Regarding the information provided by the competition

To start tackling this challenge, the first step I took was Exploratory Data Analysis (EDA). Therefore, I had to load all the datasets. The competition contains a total of 10 files in .csv format.

sales.csv : This file contains aggregated store sales for specific dates.
online.csv: This file contains aggregated online sales by store for specific dates.
markdowns.csv: This file provides data on products sold at markdown prices in each store.
price_history.csv: This file contains price changes data in each store.
discounts_history.csv: Contains historical promo data for each specific store.
actual_matrix.csv: Contains the list of products available in stores.
catalog.csv: Product catalog with characteristics.
stores.csv: Contains stores info data.
test.csv: Contains the test cases that participants are required to predict.
sample_submission.csv: A sample submission file to demonstrate the expected format for the final submission.

Regarding the datasets I used

The sample_submission.csv file gives us a format for submitting our results. This format indicates that our submission file must contain two columns: row_id and quantity . Therefore, our target is the quantity of sold items for each store.

For training my model, I used the following datasets: sales.csv , catalog.csv , and stores.csv. These datasets provide information about the stores and sold items from August 28, 2022, to September 26, 2024**,** and I needed to join them into a single dataset to include all available data.
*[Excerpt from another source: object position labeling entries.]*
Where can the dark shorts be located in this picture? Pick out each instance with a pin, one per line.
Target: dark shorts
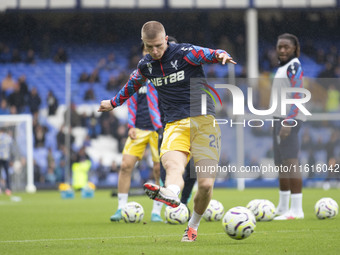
(289, 147)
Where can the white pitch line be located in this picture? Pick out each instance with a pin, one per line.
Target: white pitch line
(143, 236)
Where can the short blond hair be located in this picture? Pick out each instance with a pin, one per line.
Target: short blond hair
(152, 29)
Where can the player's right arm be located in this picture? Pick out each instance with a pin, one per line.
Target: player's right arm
(135, 81)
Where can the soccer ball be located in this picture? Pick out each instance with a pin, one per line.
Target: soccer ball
(326, 208)
(239, 222)
(214, 212)
(264, 211)
(132, 212)
(177, 215)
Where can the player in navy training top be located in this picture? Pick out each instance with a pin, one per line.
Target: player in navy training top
(144, 122)
(285, 137)
(187, 133)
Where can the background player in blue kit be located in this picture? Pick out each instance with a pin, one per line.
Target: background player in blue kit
(170, 67)
(286, 142)
(143, 122)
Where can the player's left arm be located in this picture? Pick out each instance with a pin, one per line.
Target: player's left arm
(200, 55)
(295, 76)
(135, 81)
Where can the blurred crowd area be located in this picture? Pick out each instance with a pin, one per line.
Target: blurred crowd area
(34, 48)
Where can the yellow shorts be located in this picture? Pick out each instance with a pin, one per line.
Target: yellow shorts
(136, 147)
(196, 136)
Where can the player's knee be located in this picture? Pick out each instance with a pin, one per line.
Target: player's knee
(126, 167)
(205, 187)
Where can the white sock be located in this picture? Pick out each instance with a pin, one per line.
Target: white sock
(195, 220)
(122, 200)
(283, 201)
(174, 188)
(157, 207)
(296, 203)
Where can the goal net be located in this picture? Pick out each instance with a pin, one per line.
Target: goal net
(21, 171)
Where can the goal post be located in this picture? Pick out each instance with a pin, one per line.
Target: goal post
(23, 136)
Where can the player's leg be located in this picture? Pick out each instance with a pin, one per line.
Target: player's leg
(174, 163)
(174, 156)
(295, 189)
(124, 182)
(154, 148)
(205, 147)
(8, 189)
(157, 206)
(284, 187)
(290, 181)
(202, 198)
(189, 182)
(162, 169)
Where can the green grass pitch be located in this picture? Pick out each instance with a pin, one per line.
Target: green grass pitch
(43, 223)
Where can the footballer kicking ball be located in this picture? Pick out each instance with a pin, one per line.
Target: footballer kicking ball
(177, 215)
(132, 212)
(214, 211)
(239, 222)
(264, 211)
(326, 208)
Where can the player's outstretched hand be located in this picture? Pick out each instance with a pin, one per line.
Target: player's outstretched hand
(225, 58)
(105, 106)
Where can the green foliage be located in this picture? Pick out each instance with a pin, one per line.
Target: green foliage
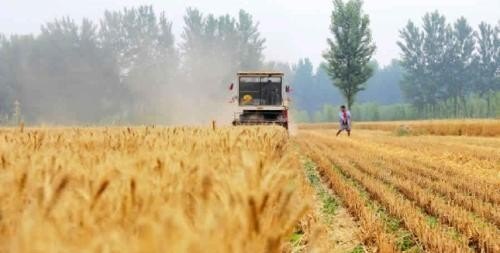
(126, 68)
(476, 107)
(351, 48)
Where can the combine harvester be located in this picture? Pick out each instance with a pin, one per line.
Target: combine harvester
(261, 99)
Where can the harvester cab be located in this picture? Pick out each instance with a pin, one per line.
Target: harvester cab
(261, 99)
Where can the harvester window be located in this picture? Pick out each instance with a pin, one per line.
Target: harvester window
(260, 91)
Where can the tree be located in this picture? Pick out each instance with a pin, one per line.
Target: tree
(487, 61)
(351, 48)
(303, 85)
(142, 46)
(383, 87)
(251, 45)
(460, 63)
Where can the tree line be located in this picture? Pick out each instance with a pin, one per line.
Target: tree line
(447, 64)
(127, 67)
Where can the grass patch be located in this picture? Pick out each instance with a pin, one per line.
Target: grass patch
(405, 240)
(329, 204)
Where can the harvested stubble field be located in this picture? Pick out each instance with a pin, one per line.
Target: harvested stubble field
(414, 193)
(469, 127)
(249, 189)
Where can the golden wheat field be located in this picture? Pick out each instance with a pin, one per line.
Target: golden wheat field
(467, 127)
(248, 189)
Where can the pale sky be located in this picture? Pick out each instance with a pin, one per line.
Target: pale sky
(293, 28)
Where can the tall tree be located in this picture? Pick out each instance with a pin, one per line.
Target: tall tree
(426, 59)
(350, 49)
(460, 63)
(303, 85)
(251, 45)
(487, 61)
(412, 60)
(142, 46)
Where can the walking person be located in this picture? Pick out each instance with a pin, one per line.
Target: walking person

The markdowns.csv and discounts_history.csv ****files weren’t used since markdowns and discounts are occasional events that do not repeat yearly.
Since test.csv provides the quantity for several items from September 27, 2024, to October 26, 2024, and price_history.csv and actual_matrix.csv provide information about items from August 28, 2022, to September 26, 2024**,** these datasets can’t be used based on the strategy I selected for training my model.

All datasets were explored, and I fixed all the problems I found, such as null values and outliers. Furthermore, I created an algorithm to translate the catalog.csv dataset since it contains data in Russian. This is not necessary for successfully training the model but is useful for data visualization.
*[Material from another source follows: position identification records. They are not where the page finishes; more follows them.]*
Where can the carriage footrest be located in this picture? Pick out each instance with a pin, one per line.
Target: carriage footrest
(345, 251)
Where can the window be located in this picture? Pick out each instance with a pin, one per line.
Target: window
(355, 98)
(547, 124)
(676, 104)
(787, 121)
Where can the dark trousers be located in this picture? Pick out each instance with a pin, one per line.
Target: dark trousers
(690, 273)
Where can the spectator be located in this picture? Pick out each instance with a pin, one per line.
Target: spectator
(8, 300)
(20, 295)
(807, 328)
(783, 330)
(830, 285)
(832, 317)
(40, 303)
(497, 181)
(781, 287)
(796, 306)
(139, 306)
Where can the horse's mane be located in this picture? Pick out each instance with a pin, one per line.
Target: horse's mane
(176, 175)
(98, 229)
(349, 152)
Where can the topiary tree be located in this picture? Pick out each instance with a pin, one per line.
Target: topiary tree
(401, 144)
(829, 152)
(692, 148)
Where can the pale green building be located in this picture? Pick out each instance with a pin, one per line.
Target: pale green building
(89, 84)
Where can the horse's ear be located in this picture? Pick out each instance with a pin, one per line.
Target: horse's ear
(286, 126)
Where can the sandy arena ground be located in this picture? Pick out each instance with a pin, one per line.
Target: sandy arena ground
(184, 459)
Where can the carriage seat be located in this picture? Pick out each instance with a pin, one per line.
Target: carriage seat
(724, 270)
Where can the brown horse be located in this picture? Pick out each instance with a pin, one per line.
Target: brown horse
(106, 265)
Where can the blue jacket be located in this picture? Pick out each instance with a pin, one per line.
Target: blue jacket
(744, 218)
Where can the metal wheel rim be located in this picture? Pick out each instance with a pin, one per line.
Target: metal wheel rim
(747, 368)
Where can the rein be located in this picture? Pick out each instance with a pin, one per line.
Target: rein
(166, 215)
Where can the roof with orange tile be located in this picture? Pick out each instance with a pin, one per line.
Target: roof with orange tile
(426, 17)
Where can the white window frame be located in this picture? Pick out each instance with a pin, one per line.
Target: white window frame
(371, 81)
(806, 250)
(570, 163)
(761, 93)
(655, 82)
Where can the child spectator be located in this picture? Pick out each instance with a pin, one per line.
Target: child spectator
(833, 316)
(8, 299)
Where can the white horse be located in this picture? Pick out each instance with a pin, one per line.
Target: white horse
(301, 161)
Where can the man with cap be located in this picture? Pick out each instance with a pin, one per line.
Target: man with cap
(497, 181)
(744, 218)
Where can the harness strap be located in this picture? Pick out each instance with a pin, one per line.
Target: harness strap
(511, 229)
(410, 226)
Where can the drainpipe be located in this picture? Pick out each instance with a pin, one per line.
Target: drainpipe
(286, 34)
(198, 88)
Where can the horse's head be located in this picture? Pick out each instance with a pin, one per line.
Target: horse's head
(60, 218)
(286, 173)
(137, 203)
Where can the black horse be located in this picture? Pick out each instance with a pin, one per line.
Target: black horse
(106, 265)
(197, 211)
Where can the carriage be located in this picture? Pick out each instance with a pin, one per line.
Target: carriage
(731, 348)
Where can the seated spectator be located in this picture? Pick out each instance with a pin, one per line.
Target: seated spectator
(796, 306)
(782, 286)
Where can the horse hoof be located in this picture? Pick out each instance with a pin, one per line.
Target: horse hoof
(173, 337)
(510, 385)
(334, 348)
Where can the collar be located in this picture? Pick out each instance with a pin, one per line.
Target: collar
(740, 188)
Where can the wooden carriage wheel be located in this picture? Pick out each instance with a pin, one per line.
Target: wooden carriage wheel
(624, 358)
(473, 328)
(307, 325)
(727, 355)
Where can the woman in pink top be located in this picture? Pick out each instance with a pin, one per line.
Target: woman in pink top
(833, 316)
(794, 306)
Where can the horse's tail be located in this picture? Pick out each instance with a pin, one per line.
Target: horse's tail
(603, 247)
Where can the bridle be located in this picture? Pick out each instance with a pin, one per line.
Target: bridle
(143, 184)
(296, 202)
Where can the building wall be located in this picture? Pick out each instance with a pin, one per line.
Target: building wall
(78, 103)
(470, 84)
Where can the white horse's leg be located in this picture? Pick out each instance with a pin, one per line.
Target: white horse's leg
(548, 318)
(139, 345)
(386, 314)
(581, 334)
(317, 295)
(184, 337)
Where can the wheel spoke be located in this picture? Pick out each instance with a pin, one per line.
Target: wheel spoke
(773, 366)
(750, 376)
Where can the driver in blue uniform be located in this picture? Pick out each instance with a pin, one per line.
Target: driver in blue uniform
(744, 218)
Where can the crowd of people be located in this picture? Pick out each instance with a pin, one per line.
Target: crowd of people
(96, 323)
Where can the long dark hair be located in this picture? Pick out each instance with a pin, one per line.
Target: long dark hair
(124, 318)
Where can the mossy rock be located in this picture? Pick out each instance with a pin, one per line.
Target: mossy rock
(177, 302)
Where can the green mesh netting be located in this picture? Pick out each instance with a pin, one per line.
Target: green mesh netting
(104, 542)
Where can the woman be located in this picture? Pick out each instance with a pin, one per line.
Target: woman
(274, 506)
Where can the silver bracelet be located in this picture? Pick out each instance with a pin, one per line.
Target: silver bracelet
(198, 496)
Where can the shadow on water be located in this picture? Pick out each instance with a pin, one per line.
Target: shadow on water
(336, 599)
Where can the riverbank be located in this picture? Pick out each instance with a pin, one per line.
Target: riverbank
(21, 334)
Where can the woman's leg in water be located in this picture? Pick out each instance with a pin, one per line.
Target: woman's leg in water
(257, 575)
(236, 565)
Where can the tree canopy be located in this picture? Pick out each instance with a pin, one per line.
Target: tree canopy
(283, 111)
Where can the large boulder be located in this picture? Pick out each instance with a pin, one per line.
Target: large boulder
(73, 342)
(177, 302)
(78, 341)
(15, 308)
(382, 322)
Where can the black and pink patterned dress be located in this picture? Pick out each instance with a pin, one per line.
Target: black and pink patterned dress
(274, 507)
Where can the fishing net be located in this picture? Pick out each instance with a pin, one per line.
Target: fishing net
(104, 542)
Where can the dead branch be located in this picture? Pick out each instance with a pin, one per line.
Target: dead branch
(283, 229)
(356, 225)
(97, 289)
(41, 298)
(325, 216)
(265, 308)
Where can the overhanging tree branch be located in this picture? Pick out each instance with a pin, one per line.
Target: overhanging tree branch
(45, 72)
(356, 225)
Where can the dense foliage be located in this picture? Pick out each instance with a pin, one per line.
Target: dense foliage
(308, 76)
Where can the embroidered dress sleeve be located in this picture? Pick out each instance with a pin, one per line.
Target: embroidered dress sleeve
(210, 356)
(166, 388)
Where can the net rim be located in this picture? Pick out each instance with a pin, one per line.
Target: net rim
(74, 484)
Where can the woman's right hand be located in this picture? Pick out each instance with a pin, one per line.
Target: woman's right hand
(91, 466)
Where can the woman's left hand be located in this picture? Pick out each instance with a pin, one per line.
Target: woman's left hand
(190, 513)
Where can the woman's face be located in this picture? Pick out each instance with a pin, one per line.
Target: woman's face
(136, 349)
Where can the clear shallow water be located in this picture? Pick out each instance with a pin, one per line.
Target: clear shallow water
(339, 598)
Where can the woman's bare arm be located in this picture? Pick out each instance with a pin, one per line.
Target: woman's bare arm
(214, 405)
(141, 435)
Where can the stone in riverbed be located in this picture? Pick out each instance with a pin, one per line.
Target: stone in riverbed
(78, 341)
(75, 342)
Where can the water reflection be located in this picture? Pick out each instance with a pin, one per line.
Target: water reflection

The total dataset contained 7,640,752 records, so I decided to split it into two subsets: the training and validation sets, where the validation set contains 5% of the total records. All categorical columns were one-hot encoded, and all numerical columns, except boolean columns, were standardized.
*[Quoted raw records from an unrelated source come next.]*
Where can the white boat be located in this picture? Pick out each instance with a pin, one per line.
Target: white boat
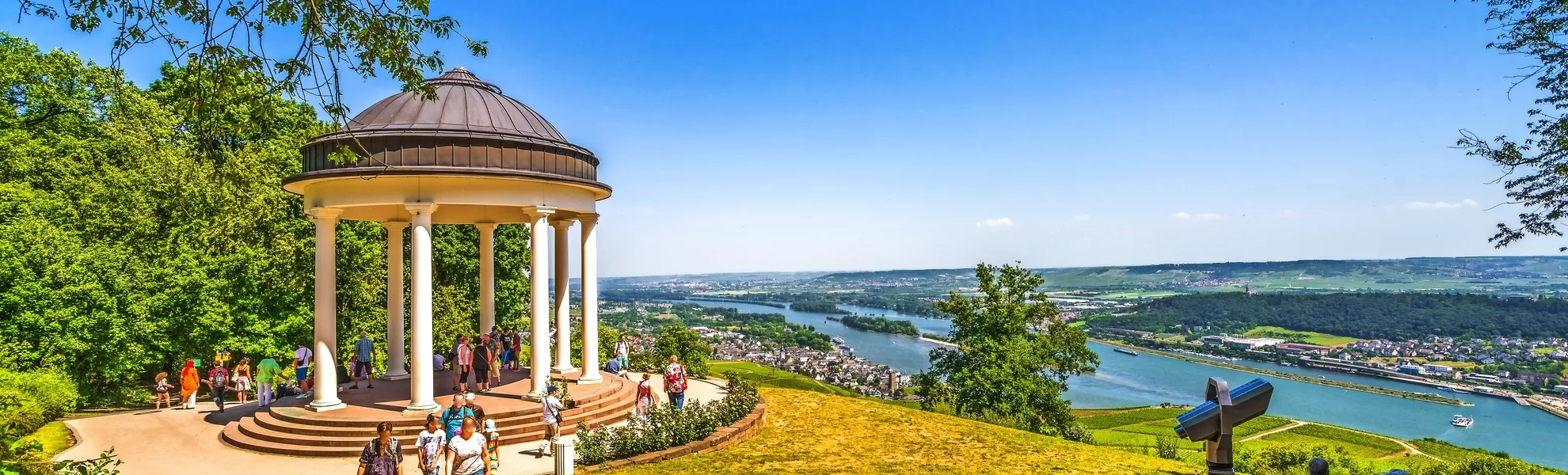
(1462, 420)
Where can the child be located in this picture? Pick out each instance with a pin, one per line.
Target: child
(491, 446)
(430, 444)
(160, 391)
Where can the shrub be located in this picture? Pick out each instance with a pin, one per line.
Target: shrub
(35, 398)
(665, 427)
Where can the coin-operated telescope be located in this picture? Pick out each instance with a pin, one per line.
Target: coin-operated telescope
(1212, 422)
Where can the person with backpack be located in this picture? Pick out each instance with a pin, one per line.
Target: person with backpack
(302, 366)
(383, 455)
(452, 417)
(190, 382)
(219, 382)
(675, 383)
(265, 374)
(160, 391)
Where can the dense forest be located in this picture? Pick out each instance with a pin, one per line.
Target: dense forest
(129, 243)
(881, 325)
(1364, 316)
(816, 308)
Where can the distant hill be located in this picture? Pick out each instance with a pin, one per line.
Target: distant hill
(1534, 275)
(1364, 316)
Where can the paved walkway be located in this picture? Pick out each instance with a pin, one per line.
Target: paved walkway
(173, 441)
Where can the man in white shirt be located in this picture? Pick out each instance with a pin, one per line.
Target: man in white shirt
(303, 370)
(552, 420)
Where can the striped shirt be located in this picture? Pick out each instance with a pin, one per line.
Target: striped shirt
(364, 348)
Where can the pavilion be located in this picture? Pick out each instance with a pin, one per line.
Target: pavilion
(472, 156)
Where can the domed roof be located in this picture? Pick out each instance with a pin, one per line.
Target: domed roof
(470, 129)
(466, 104)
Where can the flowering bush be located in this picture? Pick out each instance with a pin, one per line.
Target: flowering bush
(665, 427)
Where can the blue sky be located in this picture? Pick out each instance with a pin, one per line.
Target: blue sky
(869, 135)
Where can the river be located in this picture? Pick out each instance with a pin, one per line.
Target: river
(1123, 380)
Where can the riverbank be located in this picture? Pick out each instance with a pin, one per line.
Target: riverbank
(1352, 386)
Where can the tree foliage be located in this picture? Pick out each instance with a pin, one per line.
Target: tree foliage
(1363, 316)
(1015, 355)
(686, 345)
(245, 52)
(1536, 168)
(124, 249)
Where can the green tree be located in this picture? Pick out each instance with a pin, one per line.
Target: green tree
(306, 52)
(1534, 168)
(686, 345)
(1015, 355)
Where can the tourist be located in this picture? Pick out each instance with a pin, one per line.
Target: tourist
(465, 364)
(432, 441)
(190, 382)
(622, 352)
(265, 374)
(383, 455)
(552, 420)
(242, 380)
(494, 363)
(363, 350)
(217, 382)
(614, 367)
(507, 348)
(516, 350)
(160, 391)
(675, 383)
(480, 364)
(478, 411)
(302, 366)
(491, 447)
(645, 396)
(452, 417)
(466, 450)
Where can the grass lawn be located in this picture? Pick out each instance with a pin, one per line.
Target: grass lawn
(1302, 336)
(819, 433)
(769, 377)
(55, 438)
(1358, 444)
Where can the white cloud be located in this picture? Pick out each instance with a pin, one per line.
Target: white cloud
(995, 223)
(1441, 204)
(1198, 217)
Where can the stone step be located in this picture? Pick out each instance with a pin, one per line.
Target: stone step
(313, 419)
(519, 417)
(235, 435)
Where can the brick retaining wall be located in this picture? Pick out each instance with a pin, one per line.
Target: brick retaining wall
(718, 439)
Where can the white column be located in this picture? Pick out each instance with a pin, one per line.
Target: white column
(540, 300)
(325, 310)
(590, 286)
(422, 385)
(563, 311)
(486, 276)
(397, 369)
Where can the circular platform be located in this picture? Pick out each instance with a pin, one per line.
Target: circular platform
(291, 428)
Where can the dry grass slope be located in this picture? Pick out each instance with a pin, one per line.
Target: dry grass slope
(817, 433)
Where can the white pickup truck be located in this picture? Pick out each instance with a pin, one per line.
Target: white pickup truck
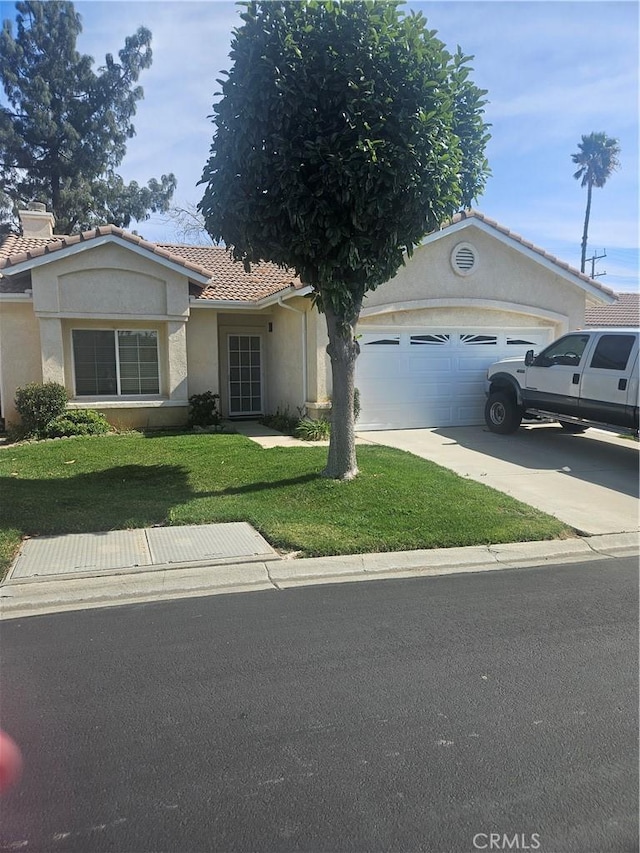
(585, 378)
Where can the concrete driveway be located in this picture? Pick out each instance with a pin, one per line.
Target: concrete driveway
(589, 481)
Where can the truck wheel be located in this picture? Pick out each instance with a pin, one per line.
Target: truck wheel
(575, 429)
(502, 414)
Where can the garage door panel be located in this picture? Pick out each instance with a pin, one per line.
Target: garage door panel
(431, 378)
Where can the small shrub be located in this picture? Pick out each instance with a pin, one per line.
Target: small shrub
(77, 422)
(309, 429)
(38, 404)
(203, 410)
(281, 421)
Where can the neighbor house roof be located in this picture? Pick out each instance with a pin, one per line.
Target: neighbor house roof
(466, 217)
(218, 276)
(625, 311)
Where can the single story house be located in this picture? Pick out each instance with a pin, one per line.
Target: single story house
(133, 328)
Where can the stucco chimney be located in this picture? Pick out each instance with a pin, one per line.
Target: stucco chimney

Regarding the visualizations

I depicted multiple aspects of the dataset in relation to the target, as this way I can gain insights into which features explain the target variable better.

For example, in this graph, we can see that on Sundays, the demand for items is lower than on other days. Thanks to this graph, I developed a variable that identifies the items sold on Sundays.

The data visualization allowed me to better understand the data and provide more information to the model.

Regarding the strategy for model training

Until I know, there are two type of strategy for training a model with data temporal sorted.

The first strategy (which I used) consists of using linear regression for time series forecasting, where time dependency is not considered, and observations are assumed to be independent.
The second strategy also consists of using linear regression for time series forecasting, but in this case, time dependency is considered, making it inherently sequential, with each observation depending on the previous ones.